Paths under output_dir / expt_name

Troubleshooting

Symptom-to-fix index for BYOB runs

Supported Hugging Face Benchmarks

Allowed hf_dataset values and default subsets

Generation Configuration Reference

Generation YAML keys

Translation Configuration Reference

Translation YAML keys

What You Need#

  • A Nemotron clone with dependencies installed, including the byob extra from uv sync --extra byob.

  • Model credentials and endpoints that match the generation_model_config, judge_model_config, and related blocks in your YAML, as described in Configure Model Endpoints for BYOB.

  • Network access to download the configured Hugging Face benchmark split unless it is already cached on disk.

Quick Start#

  1. Follow Getting Started with Building MCQ Benchmarks if you have not run the step yet.

  2. Read Prepare Your Own Domain Data when you are ready to point the pipeline at your own corpus and mapping.

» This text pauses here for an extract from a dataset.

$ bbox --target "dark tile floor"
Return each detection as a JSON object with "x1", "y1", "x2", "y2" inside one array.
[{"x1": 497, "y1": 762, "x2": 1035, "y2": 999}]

  3. Open Generation Configuration Reference or Translation Configuration Reference when you need field-level YAML detail.

Limitations and Considerations#

  • Cost: generation, judgement, expansion, validity checks, and filters call remote models whenever you configure them to do so.

  • Time: full runs depend on corpus size, model latency, and which optional stages stay enabled.

  • Rate limits: hosted APIs may throttle parallel requests that you set under inference_parameters.

  • Curator mount: checked-in configurations mount NeMo Curator from Git for translation and deduplication-related paths, so remote profiles must expose that tree the same way your environment expects.